Probabilistic spin glass

What this suggest is that:

  • Higher $p$ leads to higher likelihood of saturation.
  • Higher $N$ makes it harder to saturate, ie. for a higher $N$ spin glass $p$ also has to be higher to saturate.
  • The saturation ceiling is sticky. For all cases considered, it seems that once a system saturates, it's very hard to escape, ie. come back down from the saturation ceiling; of the trajectories shown, there is not a single case where this happens.

I will not show it here, but the notebook shows it: this behaviour is not dependent on starting_p, the $p$ used to generate the initial grid in the trajectories. Whether starting_p=p or starting_p=0.5 (random noise), the behaviour is the same (after 1000 frames).
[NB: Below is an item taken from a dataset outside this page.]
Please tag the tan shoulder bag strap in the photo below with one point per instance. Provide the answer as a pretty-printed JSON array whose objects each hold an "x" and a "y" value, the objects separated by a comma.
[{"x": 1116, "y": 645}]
Let's stop looking at individual trajectories, and plot the saturation ratio (of the 100 trajectories), for different sized grids, at different $p$s:

Probabilistic spin glass

This confirms what we saw on the trajectory plots:

  • higher $p$ leads to higher likelihood of saturation
  • higher $N$ makes it harder to saturate, ie. for a higher $N$ spin glass $p$ also has to be higher to saturate


The lower $N$ curves suggest that there is a critical $p$, above which trajectories are very likely to saturate. I suspect that this is the case for larger spin glasses too, but 1000 frames is not enough to see this; however, this is not clear, since the definition of a frame is $N$-dependent. Subsequent experiments to run:

  • zoom in on the critical $p$ at varous spin sizes
  • see if the critical "floor to ceiling" behavior is there for large $N$, at higher frame count
  • as the frame count goes to infinity, would all spin glasses at all $p$s saturate eventually?